Preocupaciones éticas y riesgos reales
Según los informes, para ilustrar los peligros potenciales, el padre James se refirió al caso de Adam Raine, un chico de 16 años en Estados Unidos que, según se informa, murió suicidado tras prolongadas interacciones con un chatbot de IA.
Supuestamente, el chatbot desarrolló una relación emocionalmente íntima con el adolescente y reforzó sus pensamientos suicidas. El trágico caso, que sigue bajo examen legal en Estados Unidos, ha suscitado preocupaciones globales sobre las responsabilidades éticas implicadas en el desarrollo y uso de tecnologías de IA.
Para el padre James, estos ejemplos ponen de manifiesto la urgente necesidad de una reflexión ética.

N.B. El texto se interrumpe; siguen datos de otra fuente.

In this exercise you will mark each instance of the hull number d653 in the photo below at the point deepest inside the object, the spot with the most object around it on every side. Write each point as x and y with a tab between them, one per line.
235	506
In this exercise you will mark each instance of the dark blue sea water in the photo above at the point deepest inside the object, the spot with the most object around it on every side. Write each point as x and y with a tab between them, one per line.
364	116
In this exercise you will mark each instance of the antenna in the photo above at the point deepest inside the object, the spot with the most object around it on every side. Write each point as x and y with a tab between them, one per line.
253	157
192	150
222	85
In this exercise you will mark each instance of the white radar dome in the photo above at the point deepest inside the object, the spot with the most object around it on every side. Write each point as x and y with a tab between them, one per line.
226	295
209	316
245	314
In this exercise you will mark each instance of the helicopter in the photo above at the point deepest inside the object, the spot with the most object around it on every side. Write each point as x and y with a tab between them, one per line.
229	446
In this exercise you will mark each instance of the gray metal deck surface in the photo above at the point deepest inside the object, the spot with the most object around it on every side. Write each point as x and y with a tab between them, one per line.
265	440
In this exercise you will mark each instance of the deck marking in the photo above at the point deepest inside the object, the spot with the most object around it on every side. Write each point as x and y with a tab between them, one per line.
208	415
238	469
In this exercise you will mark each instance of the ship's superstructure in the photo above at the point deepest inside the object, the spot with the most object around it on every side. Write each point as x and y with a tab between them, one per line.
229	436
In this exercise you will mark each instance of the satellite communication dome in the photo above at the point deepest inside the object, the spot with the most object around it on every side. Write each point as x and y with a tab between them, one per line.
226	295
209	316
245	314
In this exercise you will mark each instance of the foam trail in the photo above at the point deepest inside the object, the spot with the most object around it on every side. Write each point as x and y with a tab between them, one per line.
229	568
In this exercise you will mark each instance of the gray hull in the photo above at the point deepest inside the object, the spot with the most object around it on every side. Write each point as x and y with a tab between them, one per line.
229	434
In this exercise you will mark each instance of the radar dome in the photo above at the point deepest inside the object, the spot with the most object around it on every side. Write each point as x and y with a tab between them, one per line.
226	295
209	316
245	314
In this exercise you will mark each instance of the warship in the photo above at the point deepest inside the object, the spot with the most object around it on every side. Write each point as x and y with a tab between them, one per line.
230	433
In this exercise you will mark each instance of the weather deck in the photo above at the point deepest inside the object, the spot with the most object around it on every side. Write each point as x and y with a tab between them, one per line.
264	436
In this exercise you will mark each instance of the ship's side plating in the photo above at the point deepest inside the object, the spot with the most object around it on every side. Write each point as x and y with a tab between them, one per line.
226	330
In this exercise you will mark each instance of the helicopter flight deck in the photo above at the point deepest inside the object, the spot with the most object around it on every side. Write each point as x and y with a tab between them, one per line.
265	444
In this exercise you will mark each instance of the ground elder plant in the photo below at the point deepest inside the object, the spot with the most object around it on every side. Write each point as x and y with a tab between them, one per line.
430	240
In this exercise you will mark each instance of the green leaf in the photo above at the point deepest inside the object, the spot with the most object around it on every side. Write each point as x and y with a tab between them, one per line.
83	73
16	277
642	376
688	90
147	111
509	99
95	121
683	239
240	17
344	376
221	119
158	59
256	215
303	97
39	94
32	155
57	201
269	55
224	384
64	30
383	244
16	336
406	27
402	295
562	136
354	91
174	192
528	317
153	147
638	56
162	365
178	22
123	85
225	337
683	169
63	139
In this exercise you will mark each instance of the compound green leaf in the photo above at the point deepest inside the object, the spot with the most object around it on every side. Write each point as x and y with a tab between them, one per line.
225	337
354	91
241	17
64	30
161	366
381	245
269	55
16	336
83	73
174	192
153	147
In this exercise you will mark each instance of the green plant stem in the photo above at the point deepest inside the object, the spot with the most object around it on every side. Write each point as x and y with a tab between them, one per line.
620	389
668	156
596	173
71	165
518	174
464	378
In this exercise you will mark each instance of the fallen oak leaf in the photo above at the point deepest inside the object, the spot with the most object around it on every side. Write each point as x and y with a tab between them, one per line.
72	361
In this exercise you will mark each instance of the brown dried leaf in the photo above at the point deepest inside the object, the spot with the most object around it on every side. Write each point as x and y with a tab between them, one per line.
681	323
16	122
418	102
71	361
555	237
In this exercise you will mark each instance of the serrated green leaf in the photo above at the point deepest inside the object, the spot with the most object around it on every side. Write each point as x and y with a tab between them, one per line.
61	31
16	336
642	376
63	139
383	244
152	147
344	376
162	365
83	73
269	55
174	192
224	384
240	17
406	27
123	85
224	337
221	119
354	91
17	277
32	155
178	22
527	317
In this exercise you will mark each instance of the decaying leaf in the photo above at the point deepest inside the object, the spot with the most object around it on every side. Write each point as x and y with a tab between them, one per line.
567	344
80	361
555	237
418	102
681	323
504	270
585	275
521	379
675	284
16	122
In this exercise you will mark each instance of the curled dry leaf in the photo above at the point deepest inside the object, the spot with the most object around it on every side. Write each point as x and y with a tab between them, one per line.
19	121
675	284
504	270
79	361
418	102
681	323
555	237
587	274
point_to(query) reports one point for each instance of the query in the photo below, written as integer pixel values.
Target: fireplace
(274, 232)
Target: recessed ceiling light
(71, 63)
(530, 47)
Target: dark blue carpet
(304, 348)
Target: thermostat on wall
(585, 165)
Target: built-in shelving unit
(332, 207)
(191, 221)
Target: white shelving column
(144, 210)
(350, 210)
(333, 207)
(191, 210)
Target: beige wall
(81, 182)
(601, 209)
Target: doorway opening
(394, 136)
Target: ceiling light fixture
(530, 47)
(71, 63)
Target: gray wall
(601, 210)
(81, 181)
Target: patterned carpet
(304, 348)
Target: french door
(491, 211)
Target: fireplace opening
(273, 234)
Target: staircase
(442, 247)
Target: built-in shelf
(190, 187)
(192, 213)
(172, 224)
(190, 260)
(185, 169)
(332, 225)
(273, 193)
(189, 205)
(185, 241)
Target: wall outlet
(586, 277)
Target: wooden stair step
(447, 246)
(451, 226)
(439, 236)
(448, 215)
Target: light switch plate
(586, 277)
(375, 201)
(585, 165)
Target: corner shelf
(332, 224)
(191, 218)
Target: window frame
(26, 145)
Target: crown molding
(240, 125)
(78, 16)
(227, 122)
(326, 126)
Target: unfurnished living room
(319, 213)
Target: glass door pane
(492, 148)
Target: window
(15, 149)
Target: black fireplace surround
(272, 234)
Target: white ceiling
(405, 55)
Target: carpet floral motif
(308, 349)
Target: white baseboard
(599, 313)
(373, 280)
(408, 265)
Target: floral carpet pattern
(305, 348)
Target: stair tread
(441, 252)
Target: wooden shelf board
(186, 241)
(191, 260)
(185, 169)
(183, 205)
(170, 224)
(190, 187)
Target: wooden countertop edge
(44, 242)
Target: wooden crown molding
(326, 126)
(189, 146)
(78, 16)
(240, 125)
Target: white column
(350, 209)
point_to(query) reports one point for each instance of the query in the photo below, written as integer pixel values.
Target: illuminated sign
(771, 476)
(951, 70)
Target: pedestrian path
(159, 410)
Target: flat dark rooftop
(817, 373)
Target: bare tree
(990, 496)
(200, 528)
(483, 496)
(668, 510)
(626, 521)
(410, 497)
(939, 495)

«No debemos rechazar la inteligencia artificial», dijo, «pero debemos entender cómo debe utilizarse.»
Fortalecimiento del discernimiento espiritual
La hermana Jung Yun-jin, secretaria general de la federación organizadora, también se dirigió a la reunión, señalando que el rápido desarrollo de las tecnologías digitales requiere una mayor conciencia espiritual.
Dijo: «Debemos reflexionar sobre cómo respondemos a estos cambios y cómo comunicamos el mensaje del Evangelio a la gente hoy en día.»
La tecnología al servicio de la humanidad
En otras conferencias impartidas por el padre James, sobre el mismo tema, enfatizó que la IA, al igual que otros desarrollos tecnológicos, también puede verse como un signo de la capacidad creativa de la humanidad.
«La IA es una prueba de la capacidad de la humanidad para participar responsablemente en la obra creativa de Dios», afirmó. «Pero debe servir siempre a la humanidad y contribuir al bien común según las enseñanzas de la Iglesia.»
«Las máquinas son un don de la creatividad humana concedido por Dios», dijo. «Pero siguen siendo criaturas de criaturas. Debemos asegurarnos de que nunca nos priven — a las criaturas de Dios — de nuestra libertad y dignidad.»